Lisa said, “Brian’s new powers. He was copying powers from the people who were in the darkness, yeah?”
“He got the ability to grant healing from Othala. Regeneration from Crawler. But who was the shadowy figure he used to pulverize Burnscar?”
“You’re thinking Siberian,” I said.
Lisa nodded. “Sure. What if she’s like Genesis? Or Crusader? What if Siberian has a very real, vulnerable human body somewhere nearby, always has, and the body she’s using is a projection? Maybe it’s something even Jack doesn’t know.”
That gave us pause. An in. A way to stop the unstoppable beast-woman.
“No,” Bitch clenched her fist, and I could see her dogs responding to her body language, tensing. “Don’t buy it.”
“Why not?” Lisa asked, her voice gentle.
“What she said made too much sense. She said things and she understood. I’m fucked up. I know I’m fucked up. Not good at dealing with people. But I could deal with her. I understood her.”
“That doesn’t mean she didn’t lie, Rachel,” Lisa said. “It only means she understood you well enough to know how to deceive you.”

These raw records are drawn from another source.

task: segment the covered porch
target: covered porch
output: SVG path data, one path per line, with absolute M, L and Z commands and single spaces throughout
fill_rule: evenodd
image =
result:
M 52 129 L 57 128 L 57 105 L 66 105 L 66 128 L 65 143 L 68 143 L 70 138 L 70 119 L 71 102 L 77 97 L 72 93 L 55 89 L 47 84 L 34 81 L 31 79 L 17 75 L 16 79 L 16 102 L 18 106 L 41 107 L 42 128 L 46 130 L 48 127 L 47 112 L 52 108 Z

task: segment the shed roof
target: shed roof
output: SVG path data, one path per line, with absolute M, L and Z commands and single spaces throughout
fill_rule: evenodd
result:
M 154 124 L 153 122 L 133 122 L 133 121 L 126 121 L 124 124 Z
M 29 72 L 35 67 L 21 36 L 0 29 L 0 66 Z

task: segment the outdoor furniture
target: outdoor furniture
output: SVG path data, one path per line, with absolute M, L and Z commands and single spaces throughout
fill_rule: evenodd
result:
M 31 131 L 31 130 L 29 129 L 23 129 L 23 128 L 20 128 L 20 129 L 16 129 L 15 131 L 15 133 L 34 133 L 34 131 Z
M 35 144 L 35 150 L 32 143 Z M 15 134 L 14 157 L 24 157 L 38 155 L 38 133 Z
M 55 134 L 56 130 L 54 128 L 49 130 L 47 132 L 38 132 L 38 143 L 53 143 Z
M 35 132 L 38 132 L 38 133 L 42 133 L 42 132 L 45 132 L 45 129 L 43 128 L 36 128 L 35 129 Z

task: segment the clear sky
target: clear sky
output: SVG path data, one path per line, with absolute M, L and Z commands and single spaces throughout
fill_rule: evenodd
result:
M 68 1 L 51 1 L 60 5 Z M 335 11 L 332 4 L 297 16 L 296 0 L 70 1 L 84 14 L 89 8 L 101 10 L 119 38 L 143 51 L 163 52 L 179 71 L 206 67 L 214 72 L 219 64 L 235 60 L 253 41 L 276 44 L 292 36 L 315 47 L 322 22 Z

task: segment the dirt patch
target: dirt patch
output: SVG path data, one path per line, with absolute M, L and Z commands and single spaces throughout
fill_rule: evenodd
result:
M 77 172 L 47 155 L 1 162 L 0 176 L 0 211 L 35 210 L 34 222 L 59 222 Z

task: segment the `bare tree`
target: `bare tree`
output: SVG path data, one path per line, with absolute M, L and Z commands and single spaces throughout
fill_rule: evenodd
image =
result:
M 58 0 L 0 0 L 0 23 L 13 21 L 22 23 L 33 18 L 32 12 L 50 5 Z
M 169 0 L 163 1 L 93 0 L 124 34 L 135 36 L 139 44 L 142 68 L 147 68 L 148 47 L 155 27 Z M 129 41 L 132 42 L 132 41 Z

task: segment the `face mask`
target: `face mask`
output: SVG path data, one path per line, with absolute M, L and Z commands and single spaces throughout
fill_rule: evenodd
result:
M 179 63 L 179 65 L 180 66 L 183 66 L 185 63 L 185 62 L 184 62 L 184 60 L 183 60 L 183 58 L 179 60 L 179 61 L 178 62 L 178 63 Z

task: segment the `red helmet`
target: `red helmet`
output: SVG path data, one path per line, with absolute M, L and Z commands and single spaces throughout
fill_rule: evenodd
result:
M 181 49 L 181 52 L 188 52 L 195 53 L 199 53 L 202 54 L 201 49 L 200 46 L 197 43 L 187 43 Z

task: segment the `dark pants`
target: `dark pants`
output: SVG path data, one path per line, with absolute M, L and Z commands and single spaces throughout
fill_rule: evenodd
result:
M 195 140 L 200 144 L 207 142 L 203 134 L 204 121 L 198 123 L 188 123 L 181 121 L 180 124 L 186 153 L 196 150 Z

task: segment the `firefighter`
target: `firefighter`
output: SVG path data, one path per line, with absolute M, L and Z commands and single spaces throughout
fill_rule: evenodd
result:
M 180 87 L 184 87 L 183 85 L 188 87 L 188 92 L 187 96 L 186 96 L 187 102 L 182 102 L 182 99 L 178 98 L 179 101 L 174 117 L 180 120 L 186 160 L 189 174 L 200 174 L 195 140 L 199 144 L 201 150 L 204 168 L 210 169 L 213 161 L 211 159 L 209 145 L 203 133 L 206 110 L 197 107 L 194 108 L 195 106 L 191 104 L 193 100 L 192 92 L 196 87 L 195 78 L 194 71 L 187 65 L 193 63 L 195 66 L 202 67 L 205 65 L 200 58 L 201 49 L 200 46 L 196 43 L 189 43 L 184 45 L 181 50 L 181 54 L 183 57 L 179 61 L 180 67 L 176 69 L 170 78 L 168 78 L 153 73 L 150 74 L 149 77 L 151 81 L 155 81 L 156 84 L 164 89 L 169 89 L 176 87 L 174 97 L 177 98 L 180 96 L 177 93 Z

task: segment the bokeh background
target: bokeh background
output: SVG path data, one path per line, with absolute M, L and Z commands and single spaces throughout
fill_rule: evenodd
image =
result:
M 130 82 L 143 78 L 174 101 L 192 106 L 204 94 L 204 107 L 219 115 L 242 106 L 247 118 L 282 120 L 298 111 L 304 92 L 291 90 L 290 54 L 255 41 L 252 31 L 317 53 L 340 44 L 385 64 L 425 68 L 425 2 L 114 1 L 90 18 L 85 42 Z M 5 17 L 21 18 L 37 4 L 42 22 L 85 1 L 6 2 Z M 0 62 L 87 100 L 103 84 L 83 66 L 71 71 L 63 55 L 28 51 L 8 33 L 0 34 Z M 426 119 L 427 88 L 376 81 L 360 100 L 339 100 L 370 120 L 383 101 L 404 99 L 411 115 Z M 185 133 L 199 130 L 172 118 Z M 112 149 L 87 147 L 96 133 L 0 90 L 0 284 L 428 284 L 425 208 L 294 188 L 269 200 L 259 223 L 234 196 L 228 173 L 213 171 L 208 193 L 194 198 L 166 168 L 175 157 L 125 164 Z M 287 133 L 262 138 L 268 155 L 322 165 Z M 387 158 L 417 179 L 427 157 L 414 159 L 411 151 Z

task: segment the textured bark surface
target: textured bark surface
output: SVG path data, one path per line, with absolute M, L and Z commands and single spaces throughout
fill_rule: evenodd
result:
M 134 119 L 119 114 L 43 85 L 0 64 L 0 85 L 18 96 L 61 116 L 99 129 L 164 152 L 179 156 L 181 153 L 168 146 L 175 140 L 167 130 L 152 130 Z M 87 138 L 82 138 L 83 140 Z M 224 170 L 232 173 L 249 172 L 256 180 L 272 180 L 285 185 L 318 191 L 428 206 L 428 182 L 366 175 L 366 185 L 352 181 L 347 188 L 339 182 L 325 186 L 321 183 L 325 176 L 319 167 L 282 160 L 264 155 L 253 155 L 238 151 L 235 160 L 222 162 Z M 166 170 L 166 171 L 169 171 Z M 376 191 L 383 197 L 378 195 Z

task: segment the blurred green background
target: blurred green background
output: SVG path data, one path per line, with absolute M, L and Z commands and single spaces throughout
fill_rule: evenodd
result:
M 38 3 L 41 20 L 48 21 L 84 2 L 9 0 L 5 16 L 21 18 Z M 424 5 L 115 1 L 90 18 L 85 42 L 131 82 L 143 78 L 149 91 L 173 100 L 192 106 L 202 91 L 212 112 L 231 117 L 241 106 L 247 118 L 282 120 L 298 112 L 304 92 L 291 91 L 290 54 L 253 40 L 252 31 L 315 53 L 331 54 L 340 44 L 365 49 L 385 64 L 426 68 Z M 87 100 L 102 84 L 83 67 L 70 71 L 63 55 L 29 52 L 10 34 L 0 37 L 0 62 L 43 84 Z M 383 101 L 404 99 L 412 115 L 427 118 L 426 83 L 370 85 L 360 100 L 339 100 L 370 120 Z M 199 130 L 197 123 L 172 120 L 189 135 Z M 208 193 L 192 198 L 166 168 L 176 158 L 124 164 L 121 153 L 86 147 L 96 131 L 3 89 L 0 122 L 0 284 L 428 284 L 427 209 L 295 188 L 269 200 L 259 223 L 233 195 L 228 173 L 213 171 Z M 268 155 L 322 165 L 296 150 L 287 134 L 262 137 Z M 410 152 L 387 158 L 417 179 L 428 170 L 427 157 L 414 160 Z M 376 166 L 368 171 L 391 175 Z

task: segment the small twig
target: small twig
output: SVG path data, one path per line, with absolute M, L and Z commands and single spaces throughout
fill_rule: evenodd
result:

“No. It’s not-” Bitch stood abruptly, and Bastard yipped.
“Rachel,” Lisa tried, but Bitch turned away.
“There’s one way we could try to find out,” I said.
Bitch turned at me and glared. There was a viciousness in the look that I couldn’t blame entirely on her grudge against me or the current conversation. Just like Brian, there was a minefield there. I couldn’t hope to guess at what would press her buttons.
“You’d want to know, right?” I asked. “You wouldn’t want to give her the benefit of a doubt if she was playing you.”
“You assholes are saying I’m gullible.” If Bitch had hackles, they’d be standing on end. Her fists were clenched at her side, her feet planted apart, as if she’d be ready to start swinging, whistling for her dogs to attack, at any moment.
“Hey,” I raised my voice. “Answer the question! Would you want to know?”
“Then we get in touch with Cherish. We get an answer from her. She’d know.”
“I’ll get in touch with Coil, then,” Lisa said. She got up and headed into the room where she and Aisha had been sleeping.
I focused on my breakfast, hurrying to finish it before it got cold. I’d been distracted by the conversation, and cold toast was depressing.
When I looked up from my plate, glancing at the others to double-check that they were okay, that I wasn’t missing anything, I saw Bitch staring at me.
“You want more food?” I offered.
“You mean what you said?”
About the food? “I don’t follow.”
“Last night. You mean what you said?”
“You’ll have to remind me.”
“You said something about doing the same thing for the rest of us for what you did for Brian.” She broke eye contact, looking down at Bastard.
My fight with Brian. “You heard that.”
“Mm,” she grunted.
I glanced at the others. Trickster was talking with his two teammates, Genesis still elsewhere, and Alec and Aisha were talking. Alec was apparently demonstrating his power, making Aisha’s fingers twitch. Brian looked on with a glower on his face, but I got the impression his attention was divided between that dialogue and my own discussion with Bitch.
“Yeah,” I told Bitch. “We’ve been over this. I really don’t know how to make it clearer. If it came down to it, I’d risk my life to save yours.”
“I- I don’t know if I can really say. You’re my friend. We’ve been through a hell of a lot of crap together. We back each other up because we have to.”
“You think I’d back you up?” The question was a challenge, brusque, barely-but-not-quite-anger.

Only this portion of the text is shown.